History | |
---|---|
United States | |
Builder | National Steel and Shipbuilding Company |
Laid down | 2 August 1980 |
Launched | 6 February 1982 |
Commissioned | 15 August 1983 |
Decommissioned | 3 September 1996 |
Stricken | 28 July 2001 |
Fate | Scrapped in 2012 |
General characteristics | |
Class and type | Yellowstone-class destroyer tender |
Displacement | 20263 tons |
Length | 642 ft (196 m) |
Beam | 85 ft (26 m) |
Draft | 27 ft (8.2 m) |
Propulsion | steam turbines, 20,000 shaft horsepower |
Speed | 20 knots |
Complement | 87 Officers 1508 Enlisted |
Armament | 2 20mm cannon, 4 .50 caliber machine guns |
USS Shenandoah (AD-44) was the fourth and final ship of the Yellowstone-class of destroyer tenders. AD-44 was the fifth ship to bear the name, USS Shenandoah as named for the Shenandoah Valley. She was commissioned in 1983, only three years after the decommissioning of the previous USS Shenandoah (AD-26), also a destroyer tender.
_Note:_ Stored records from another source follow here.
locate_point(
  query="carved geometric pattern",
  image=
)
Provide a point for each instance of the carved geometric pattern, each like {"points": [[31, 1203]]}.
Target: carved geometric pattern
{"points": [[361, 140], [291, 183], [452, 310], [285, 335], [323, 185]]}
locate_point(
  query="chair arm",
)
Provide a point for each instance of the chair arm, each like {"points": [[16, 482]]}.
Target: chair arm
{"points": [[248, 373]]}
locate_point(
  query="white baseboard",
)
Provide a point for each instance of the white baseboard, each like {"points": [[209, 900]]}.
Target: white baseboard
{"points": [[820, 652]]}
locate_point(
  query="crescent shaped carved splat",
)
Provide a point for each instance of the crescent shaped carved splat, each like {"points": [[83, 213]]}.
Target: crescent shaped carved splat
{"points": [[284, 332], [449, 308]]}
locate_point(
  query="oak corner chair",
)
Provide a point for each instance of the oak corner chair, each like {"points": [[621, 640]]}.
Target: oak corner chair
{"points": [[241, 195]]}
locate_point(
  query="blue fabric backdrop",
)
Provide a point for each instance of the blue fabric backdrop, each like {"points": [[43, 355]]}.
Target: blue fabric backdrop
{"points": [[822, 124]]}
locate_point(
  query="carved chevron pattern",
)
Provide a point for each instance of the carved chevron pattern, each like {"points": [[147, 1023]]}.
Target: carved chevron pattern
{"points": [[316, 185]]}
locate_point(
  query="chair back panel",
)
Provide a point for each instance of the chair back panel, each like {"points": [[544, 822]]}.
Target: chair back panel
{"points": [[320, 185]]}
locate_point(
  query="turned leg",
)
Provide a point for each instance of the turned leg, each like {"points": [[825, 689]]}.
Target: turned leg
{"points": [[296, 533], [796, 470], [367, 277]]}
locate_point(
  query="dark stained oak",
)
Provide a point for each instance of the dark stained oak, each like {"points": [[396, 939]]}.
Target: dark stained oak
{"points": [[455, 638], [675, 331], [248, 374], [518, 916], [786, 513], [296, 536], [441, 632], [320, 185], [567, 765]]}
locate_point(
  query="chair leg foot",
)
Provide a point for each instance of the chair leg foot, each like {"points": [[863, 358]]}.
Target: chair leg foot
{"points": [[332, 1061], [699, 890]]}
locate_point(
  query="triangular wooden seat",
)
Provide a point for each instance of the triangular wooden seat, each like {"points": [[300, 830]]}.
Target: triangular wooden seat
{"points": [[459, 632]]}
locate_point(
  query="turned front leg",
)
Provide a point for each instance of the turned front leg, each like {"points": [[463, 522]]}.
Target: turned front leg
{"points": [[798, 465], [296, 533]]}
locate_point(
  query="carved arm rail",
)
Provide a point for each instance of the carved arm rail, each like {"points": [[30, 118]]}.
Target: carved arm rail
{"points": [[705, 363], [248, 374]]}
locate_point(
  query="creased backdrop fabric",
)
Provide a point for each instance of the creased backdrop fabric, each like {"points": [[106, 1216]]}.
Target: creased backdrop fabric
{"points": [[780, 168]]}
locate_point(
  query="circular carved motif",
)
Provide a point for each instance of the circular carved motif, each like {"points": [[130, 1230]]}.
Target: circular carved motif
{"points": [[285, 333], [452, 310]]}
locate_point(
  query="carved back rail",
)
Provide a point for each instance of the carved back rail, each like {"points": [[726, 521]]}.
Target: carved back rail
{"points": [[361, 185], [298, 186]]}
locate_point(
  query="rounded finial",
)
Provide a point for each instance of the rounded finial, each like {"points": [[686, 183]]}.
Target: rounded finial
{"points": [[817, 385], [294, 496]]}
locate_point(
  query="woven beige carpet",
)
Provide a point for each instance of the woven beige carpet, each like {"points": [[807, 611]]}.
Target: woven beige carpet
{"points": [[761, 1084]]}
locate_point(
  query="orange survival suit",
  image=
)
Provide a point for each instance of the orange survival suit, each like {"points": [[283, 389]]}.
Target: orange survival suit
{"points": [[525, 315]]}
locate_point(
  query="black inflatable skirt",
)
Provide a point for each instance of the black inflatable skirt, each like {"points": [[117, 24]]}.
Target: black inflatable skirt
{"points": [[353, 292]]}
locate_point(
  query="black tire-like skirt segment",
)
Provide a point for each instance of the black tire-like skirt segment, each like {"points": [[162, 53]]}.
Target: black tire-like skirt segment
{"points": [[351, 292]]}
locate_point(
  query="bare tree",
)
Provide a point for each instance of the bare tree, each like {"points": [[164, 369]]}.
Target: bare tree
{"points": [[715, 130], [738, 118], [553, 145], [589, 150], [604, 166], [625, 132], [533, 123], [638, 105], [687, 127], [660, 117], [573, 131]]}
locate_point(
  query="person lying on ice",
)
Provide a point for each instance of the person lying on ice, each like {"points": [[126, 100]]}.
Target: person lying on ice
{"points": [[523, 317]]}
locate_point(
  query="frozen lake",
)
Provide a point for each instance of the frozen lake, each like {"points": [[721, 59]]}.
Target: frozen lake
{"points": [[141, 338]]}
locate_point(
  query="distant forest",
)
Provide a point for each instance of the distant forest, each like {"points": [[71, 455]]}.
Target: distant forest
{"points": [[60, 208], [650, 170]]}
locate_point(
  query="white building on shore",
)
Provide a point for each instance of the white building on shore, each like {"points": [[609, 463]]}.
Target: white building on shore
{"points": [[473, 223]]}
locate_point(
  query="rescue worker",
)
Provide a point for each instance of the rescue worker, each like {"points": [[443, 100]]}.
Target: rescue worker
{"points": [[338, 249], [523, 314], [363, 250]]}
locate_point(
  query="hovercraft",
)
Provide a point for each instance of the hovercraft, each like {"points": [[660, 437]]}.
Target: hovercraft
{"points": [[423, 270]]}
In 1991,[1] USS Shenandoah was diverted to the Red Sea to tend ships of the U.S. Seventh Fleet's USS Abraham Lincoln (CVN-72) Battle Group. The Shenandoah and her crew members were awarded the Southwest Asia Service Medal with one campaign star and the Kuwait Liberation Medal (Kuwait).
Following her decommissioning in 1996, at only 13 years old, the USS Shenandoah was re-located at the James River Reserve Fleet in Fort Eustis, Va., awaiting final disposal. In FY15, the ex-Shenandoah was sold for dismantlement, departed the JRRF and was withdrawn from MARAD inventory.